Worldwatch and German Government Launch International Biofuels Project
Suzanne Hunt Named Project Manager
Washington, D.C.—The Worldwatch Institute and the German Ministry for Consumer Protection, Food and Agriculture have launched a new project on the global potential and implications of large-scale use of biofuels for transportation.
"Soaring oil prices, growing security concerns, and farmers' search for new markets have combined to create a super-charged market for biofuels, boosting consumption by 70 percent over the past three years," said Worldwatch Institute president Christopher Flavin. "With country after country adopting tax breaks and regulations designed to boost the use of biofuels, it is urgent that governments assess strategies for maximizing the economic, social, and environmental benefits of biofuels development."
The project, which is being funded by the German Ministry for Consumer Protection, Food and Agriculture (BMVEL) and carried out in conjunction with the German Agency for Technical Cooperation (GTZ) and the Agency of Renewable Resources (FNR), is being managed by Suzanne Hunt, the Worldwatch Institute's newly selected Biofuels Project Manager. She will lead an international team of experts who will contribute the latest information and analysis to the project.
Ms. Hunt was previously a research fellow at Environmental Defense, where she worked to promote lending reforms at international financial institutions. Her biofuels background includes the successful introduction of biodiesel at Hunt Country Vineyards in New York, and founding an organization that teaches children from inner city Washington, D.C. how to turn waste grease from restaurant kitchens into a cleaner-burning fuel for their school buses. Hunt has a BS in Environmental Science from Penn State University and a dual MA in International Affairs and Natural Resource Management from American University and the University for Peace in Costa Rica.
The biofuels project, which will be completed in July 2006, will quantify the potential for biofuels to displace petroleum fuels, and will analyze the policy instruments available for stimulating the production and use of biofuels. The project will include in-depth analysis of the world's biofuels leaders—particularly Brazil, Germany, and the United States.
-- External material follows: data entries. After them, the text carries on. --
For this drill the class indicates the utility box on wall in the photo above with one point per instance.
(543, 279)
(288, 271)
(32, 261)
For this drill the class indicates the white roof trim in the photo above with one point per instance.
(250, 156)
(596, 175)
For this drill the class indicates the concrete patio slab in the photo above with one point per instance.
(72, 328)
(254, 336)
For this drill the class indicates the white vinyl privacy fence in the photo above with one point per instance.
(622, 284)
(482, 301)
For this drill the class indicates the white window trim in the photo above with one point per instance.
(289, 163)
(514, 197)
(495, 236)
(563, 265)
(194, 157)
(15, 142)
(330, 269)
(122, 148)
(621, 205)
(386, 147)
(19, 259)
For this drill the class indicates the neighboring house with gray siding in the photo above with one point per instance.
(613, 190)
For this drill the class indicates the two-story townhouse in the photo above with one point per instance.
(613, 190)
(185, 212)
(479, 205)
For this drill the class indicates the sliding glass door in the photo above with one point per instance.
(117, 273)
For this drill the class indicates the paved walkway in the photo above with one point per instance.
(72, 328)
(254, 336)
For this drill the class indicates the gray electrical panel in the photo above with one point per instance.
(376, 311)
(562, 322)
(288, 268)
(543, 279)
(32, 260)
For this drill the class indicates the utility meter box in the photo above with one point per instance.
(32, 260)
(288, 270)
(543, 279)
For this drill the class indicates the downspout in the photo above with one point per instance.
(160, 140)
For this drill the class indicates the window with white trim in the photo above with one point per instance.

The biofuels project will also assess the broader impacts of large-scale development of biofuels, focusing on the implications for the size of farms, the health of rural communities, the energy and chemical requirements of agriculture, impacts on rural landscapes and biodiversity, air and water quality, climate change, and international trade balances.
The project is intended to provide policy makers with concrete guidance on ways to minimize the costs and maximize the benefits of biofuels development—seeking to develop a vision and policy agenda that are consistent with a transition to sustainable energy and agriculture. Beyond research, the project will rely on input from several regional workshops.
"We are excited about the opportunity to work with the German government in exploring and communicating cutting-edge policies for the development of a vibrant biofuels industry," Flavin said. "These fuels, together with solar, wind and other renewable resources, will play a vital role in building a more diversified and environmentally sound energy system."